I believe that this amendment is necessary. It may be assumed that, if someone is claiming JSA or its equivalent in universal credit, they do not have a long-term health condition or impairment that affects their day-to-day functioning and limits their jobseeking. However, the descriptors for the work capability assessment to decide whether someone is fit for work mean that many people whose day-to-day functioning is quite significantly affected are found fit for work and have no other option but to claim JSA or the equivalent in universal credit. They may have considerable limitations on the ways in which they can job search. For example, someone in their late 50s who has emphysema and can walk only 100 metres is likely to be found fit for work but, if they live a mile away from the nearest computer that they can use or a mile away from the nearest bus stop, they are likely to have considerable difficulties in logging on to jobmatch or in going to the jobcentre.
When that is not taken into account in their claimant commitment, sick and disabled people find themselves being sanctioned because they have not been able to comply with the conditionality. One client of Citizens Advice had a knee injury and was awaiting surgery to reconstruct the knee.
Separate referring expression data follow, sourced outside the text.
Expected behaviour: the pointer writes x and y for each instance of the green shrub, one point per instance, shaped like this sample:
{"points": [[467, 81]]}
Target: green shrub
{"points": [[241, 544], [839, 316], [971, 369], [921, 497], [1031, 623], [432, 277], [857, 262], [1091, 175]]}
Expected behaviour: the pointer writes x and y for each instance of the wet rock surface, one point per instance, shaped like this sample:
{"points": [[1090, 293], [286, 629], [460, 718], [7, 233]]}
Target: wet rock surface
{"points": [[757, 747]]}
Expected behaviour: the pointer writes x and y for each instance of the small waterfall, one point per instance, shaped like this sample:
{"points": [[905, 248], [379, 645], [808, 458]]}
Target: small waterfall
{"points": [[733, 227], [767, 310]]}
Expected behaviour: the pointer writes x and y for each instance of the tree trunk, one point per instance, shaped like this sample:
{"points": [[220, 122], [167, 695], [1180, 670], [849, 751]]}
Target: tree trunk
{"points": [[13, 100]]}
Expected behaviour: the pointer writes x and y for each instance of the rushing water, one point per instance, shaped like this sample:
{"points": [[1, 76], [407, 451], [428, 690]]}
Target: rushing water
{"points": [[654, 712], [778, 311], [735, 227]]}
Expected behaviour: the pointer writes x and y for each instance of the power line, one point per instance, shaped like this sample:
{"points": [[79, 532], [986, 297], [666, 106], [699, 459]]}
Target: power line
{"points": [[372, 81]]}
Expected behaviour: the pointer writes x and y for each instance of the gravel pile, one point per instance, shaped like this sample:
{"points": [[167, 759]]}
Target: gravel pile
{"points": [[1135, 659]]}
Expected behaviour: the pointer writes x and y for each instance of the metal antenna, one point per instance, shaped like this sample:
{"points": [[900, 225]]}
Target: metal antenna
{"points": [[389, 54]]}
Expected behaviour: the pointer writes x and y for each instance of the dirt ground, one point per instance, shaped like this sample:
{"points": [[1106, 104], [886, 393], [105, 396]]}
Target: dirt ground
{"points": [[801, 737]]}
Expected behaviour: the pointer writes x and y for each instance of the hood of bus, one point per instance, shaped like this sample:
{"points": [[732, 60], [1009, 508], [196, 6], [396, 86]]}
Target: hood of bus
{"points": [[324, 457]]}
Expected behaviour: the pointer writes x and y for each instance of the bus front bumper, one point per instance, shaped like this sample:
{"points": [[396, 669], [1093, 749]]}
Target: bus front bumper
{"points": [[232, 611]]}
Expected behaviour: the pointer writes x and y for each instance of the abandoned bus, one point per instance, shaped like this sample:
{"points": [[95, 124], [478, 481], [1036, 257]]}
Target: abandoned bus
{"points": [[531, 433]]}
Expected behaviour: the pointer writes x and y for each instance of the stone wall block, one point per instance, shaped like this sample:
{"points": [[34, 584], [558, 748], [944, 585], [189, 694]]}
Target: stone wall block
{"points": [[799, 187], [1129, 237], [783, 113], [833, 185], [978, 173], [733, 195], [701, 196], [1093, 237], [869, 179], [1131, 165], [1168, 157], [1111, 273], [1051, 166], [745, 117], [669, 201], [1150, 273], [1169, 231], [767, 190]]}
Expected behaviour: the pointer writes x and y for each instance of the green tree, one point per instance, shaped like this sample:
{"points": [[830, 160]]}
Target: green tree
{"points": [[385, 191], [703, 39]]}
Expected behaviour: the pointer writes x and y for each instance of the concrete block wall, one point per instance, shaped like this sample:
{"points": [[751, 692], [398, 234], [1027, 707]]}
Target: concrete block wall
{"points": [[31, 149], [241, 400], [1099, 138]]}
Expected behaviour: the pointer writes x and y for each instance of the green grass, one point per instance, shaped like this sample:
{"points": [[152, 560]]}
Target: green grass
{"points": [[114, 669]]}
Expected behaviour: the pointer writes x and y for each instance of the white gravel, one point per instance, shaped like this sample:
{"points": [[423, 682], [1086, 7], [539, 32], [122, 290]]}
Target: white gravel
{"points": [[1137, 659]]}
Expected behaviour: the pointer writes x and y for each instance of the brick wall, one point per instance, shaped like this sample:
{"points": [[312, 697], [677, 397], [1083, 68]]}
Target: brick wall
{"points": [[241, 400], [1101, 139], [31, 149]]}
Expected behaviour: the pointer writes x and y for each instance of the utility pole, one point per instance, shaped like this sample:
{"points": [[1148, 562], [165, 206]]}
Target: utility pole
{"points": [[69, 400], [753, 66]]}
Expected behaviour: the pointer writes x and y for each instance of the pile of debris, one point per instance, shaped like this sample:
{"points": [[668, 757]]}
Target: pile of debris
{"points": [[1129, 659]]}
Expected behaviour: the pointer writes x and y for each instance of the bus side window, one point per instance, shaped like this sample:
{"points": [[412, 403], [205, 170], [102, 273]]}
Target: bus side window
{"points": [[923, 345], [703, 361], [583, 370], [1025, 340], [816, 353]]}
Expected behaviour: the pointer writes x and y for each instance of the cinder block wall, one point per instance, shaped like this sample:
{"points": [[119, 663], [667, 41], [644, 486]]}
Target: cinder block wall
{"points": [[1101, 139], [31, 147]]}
He was attending frequent appointments with a physiotherapist at the hospital. He also had a mental health condition and had been having suicidal thoughts, so he also had regular appointments with a psychologist. His WCA found him fit for work, and he claimed JSA while appealing this decision. His job coach told him that he had to sign on weekly. His ex-wife had to take him each week, otherwise he would not have been able to get there. His job coach then decided that he would have to come in every day. He explained again about his knee problem but was warned that if he did not come in he would be sanctioned.
At that point his ex-wife, who had brought him, could see that he was really struggling with his anger and agreed with him that he should leave, despite realising that this would mean he would be sanctioned. Part of his mental health condition was that he was having anger management issues. He was not sanctioned because, before this could happen, the adviser managed to get the decision-maker to accelerate the reconsideration. The fit-for-work decision was overturned and he was placed in the support group.